Outside the US, there are Coca-cola products that do though like some Schweppes and Fanta sodas.
I don't have any problem not buying products for reasons like this. No problem whatsoever. So if a company wants me to buy its product, they can use another ingredient that doesn't involve smuggling it out of a conflict zone.
Hell, I don't know anything about Sudan, but if you told me the CIA installed Omar al-Bashir to ensure the continued cheap supply of Gum Arabic, I wouldn't necessarily believe you, but I wouldn't call you a liar either.

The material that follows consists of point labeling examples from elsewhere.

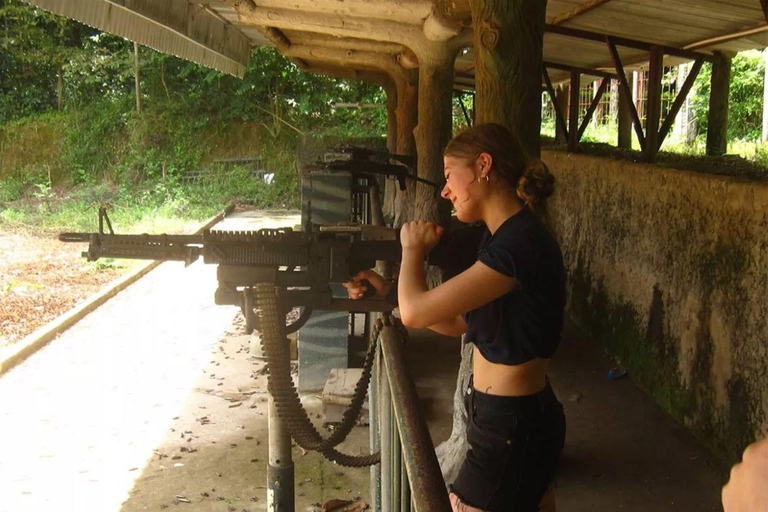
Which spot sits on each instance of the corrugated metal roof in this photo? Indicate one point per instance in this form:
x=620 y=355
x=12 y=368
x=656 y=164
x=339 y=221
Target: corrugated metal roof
x=174 y=27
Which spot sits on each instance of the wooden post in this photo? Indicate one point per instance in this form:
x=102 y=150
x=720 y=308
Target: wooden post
x=434 y=129
x=561 y=105
x=390 y=186
x=625 y=120
x=653 y=105
x=765 y=96
x=717 y=125
x=407 y=116
x=573 y=111
x=508 y=47
x=136 y=74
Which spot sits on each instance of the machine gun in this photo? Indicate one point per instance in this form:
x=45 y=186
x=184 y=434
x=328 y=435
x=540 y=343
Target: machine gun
x=303 y=265
x=362 y=162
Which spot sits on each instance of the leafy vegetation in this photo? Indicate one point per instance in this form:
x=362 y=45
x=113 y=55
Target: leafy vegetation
x=71 y=136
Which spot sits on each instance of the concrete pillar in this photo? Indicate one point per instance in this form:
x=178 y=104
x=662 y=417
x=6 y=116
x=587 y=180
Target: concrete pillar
x=717 y=124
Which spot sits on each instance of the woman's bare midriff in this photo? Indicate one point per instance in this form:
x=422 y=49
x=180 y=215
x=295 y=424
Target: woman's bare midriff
x=500 y=379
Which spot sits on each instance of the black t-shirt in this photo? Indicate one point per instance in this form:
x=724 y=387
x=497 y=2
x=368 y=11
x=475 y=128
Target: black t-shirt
x=525 y=323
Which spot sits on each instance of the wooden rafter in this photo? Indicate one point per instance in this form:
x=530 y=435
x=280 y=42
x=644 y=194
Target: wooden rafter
x=623 y=41
x=551 y=90
x=727 y=38
x=581 y=9
x=593 y=107
x=675 y=108
x=625 y=87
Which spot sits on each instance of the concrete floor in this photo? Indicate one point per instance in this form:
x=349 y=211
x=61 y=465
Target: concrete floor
x=153 y=401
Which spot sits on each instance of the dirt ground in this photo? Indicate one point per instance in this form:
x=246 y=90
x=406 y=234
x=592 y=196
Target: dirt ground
x=41 y=279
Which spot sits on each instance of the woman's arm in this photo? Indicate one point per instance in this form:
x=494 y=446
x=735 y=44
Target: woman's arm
x=421 y=307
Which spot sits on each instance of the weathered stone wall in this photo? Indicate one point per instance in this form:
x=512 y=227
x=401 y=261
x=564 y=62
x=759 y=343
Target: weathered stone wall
x=669 y=270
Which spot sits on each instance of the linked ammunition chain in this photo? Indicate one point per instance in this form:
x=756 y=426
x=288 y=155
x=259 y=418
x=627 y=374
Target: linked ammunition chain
x=288 y=404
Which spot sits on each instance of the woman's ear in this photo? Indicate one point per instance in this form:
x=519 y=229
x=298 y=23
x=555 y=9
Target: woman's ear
x=485 y=162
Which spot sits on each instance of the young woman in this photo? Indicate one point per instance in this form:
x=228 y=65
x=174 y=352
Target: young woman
x=509 y=303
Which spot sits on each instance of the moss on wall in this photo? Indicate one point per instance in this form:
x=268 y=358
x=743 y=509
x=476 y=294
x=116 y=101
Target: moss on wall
x=669 y=271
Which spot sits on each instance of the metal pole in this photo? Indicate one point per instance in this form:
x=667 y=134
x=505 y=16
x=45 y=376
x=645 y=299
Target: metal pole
x=280 y=478
x=426 y=479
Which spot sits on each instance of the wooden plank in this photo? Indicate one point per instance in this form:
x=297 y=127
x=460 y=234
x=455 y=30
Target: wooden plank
x=581 y=9
x=726 y=38
x=679 y=100
x=625 y=87
x=623 y=41
x=653 y=105
x=558 y=114
x=573 y=112
x=592 y=107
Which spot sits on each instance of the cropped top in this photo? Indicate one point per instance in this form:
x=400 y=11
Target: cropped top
x=525 y=323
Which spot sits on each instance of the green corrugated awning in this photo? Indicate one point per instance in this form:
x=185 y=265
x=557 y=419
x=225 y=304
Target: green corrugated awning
x=175 y=27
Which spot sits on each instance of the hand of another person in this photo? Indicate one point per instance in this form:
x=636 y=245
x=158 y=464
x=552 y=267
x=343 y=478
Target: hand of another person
x=420 y=234
x=747 y=490
x=356 y=289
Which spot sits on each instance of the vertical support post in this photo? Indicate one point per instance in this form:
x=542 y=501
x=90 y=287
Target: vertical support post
x=390 y=187
x=407 y=117
x=561 y=105
x=625 y=120
x=386 y=424
x=765 y=96
x=717 y=125
x=573 y=111
x=136 y=75
x=397 y=463
x=509 y=42
x=280 y=474
x=653 y=105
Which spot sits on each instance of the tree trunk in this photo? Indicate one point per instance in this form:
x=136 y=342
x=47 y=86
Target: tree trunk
x=509 y=40
x=136 y=74
x=434 y=129
x=406 y=113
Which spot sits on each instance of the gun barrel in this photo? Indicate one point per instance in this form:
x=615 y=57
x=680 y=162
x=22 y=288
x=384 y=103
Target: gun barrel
x=75 y=237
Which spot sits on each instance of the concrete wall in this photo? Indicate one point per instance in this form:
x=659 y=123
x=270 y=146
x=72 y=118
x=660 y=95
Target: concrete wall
x=669 y=270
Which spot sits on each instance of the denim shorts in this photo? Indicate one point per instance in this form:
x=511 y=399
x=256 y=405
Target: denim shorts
x=514 y=449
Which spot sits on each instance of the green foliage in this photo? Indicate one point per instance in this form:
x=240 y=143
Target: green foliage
x=745 y=98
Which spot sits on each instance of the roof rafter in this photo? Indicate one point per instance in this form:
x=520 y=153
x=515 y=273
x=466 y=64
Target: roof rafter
x=581 y=9
x=727 y=38
x=623 y=41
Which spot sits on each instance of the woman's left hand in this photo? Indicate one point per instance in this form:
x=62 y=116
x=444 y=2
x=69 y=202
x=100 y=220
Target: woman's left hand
x=420 y=234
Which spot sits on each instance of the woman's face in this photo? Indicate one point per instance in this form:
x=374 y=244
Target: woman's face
x=460 y=183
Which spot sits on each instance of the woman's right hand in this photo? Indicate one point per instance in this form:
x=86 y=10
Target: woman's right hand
x=356 y=289
x=422 y=235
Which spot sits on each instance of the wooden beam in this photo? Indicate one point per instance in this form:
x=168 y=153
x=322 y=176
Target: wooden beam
x=679 y=100
x=583 y=71
x=627 y=91
x=624 y=41
x=579 y=10
x=717 y=124
x=653 y=104
x=592 y=107
x=559 y=119
x=573 y=112
x=727 y=38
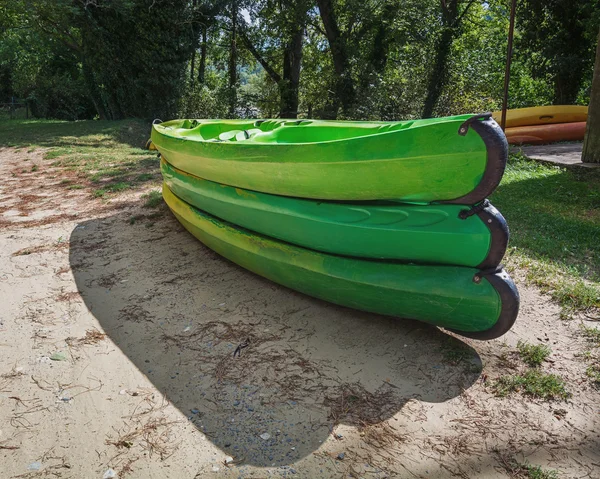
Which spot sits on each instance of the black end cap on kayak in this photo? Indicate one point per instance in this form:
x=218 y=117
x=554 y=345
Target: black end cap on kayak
x=497 y=156
x=509 y=300
x=499 y=235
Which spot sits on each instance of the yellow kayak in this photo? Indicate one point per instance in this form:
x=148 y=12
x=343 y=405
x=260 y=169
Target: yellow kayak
x=542 y=115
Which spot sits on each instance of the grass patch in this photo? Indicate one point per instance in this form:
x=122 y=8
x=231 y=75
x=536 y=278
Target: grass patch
x=533 y=354
x=593 y=373
x=153 y=199
x=554 y=217
x=591 y=334
x=107 y=155
x=536 y=472
x=533 y=383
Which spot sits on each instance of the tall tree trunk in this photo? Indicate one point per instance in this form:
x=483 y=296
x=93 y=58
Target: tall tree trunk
x=193 y=67
x=288 y=85
x=344 y=85
x=202 y=66
x=194 y=43
x=439 y=73
x=591 y=144
x=92 y=88
x=233 y=60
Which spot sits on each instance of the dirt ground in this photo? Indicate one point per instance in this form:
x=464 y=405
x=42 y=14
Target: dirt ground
x=117 y=339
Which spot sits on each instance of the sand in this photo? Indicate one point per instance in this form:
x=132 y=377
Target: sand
x=117 y=359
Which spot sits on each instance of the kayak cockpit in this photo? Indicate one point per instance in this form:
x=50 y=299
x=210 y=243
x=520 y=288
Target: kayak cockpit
x=276 y=131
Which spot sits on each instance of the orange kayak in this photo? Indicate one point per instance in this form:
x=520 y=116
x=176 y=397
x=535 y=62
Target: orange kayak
x=539 y=134
x=543 y=115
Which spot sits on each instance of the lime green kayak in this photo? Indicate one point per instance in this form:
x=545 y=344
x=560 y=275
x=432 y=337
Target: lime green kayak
x=457 y=159
x=483 y=305
x=442 y=234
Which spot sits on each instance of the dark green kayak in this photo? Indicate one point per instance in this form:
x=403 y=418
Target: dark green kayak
x=457 y=159
x=482 y=305
x=439 y=234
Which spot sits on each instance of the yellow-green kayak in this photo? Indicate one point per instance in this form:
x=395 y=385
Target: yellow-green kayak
x=457 y=159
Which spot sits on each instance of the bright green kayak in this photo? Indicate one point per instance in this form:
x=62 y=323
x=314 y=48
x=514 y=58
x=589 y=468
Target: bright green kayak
x=442 y=234
x=457 y=159
x=483 y=305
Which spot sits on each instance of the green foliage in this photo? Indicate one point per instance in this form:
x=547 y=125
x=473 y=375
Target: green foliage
x=554 y=217
x=532 y=383
x=537 y=472
x=591 y=334
x=593 y=372
x=163 y=59
x=533 y=354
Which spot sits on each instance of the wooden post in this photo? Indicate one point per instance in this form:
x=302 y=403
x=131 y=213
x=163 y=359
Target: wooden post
x=591 y=143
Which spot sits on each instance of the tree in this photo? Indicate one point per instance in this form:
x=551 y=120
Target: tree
x=591 y=145
x=453 y=13
x=288 y=21
x=558 y=39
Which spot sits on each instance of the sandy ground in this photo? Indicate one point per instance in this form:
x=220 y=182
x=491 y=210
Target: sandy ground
x=116 y=360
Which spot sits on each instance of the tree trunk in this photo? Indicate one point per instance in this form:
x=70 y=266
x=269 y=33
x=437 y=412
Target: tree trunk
x=92 y=88
x=344 y=85
x=439 y=73
x=233 y=61
x=288 y=86
x=202 y=66
x=591 y=144
x=193 y=67
x=451 y=20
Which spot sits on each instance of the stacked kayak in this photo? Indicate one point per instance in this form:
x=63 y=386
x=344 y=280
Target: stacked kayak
x=387 y=217
x=545 y=124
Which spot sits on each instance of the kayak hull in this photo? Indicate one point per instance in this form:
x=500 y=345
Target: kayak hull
x=421 y=161
x=543 y=115
x=540 y=134
x=483 y=305
x=437 y=234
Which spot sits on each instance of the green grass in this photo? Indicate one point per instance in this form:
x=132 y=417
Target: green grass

Well he immediately suggested to "install a new dictator" in the adjacent comment. [1] I figure dictators are OK as long as the spice keeps flowing.
2) use foreign policy maneuvers to pressure UAE to end its support for the paramilitary group
3) provide aid of our own which strengthens our position and gives us more options to end the paramilitary group's reign
4) install a new dictator. it's not a good option, but if the previous options don't work, I think the citizens of Sudan would admit it's better than genocide and starvation at this point.
Remember back in "Trump 1.0", when he stopped us from being involved in foreign affairs "because America First", and there were warnings that a lack of American presence would create a power vacuum that our enemies would fill? This is that outcome.
If we had been the ones providing aid instead of the Saudis and the UAE, this whole recent catastrophe might have been avoided. An important lesson for the current administration as they continue to end foreign aid to gain cheap political points.
And granted, I know a whole lot of people go "so what?" to genocide and starvation, but also Coke & M&Ms are now more expensive, so maybe that'll matter to them.
It's gum arabic.
> Sudan produces around 80 per cent of the world’s gum arabic, a natural substance harvested from acacia trees that’s used widely to mix, stabilise and thicken ingredients in mass-market products including L’Oreal lipsticks and Nestle pet food.
"Gum arabic, a vital ingredient used in everything...."
The identity of this secret isn't what makes this article worth reading.
And also probably because the article is featured on general audience site rather than a scientific or culinary journal.
I get that people hate clickbait headlines but this is hardly misleading, impossibly vague nor exaggerated.
In short, that’s not an improvement.
This is a classic case of the HN crowd not understanding that different audiences are interested in different details.
And it's two words, you could make other cuts if you want.
However, at this point, you arguing a matter of taste.
I don't think Coca-Cola or M&Ms are relevant to the article itself. Gum arabic isn't that uncommon. I mean, this is a largely software developer focused crowd and a lot of people here were like "Ah, gum arabic".
i was more interested in what the ingredient was. the fact its being smuggled (a) doesn’t surprise me and (b) isn’t something im particularly interested in learning about.
so, in this case, it wasn’t worth opening the article for me. i learned what i wanted to learn during my normal comment scan that i usually do with titles like this (outside my wheel house).
I don't read all the news in the world, I don't even read all the news on HN. Having that extra bit of info helps me decide whether to read the article.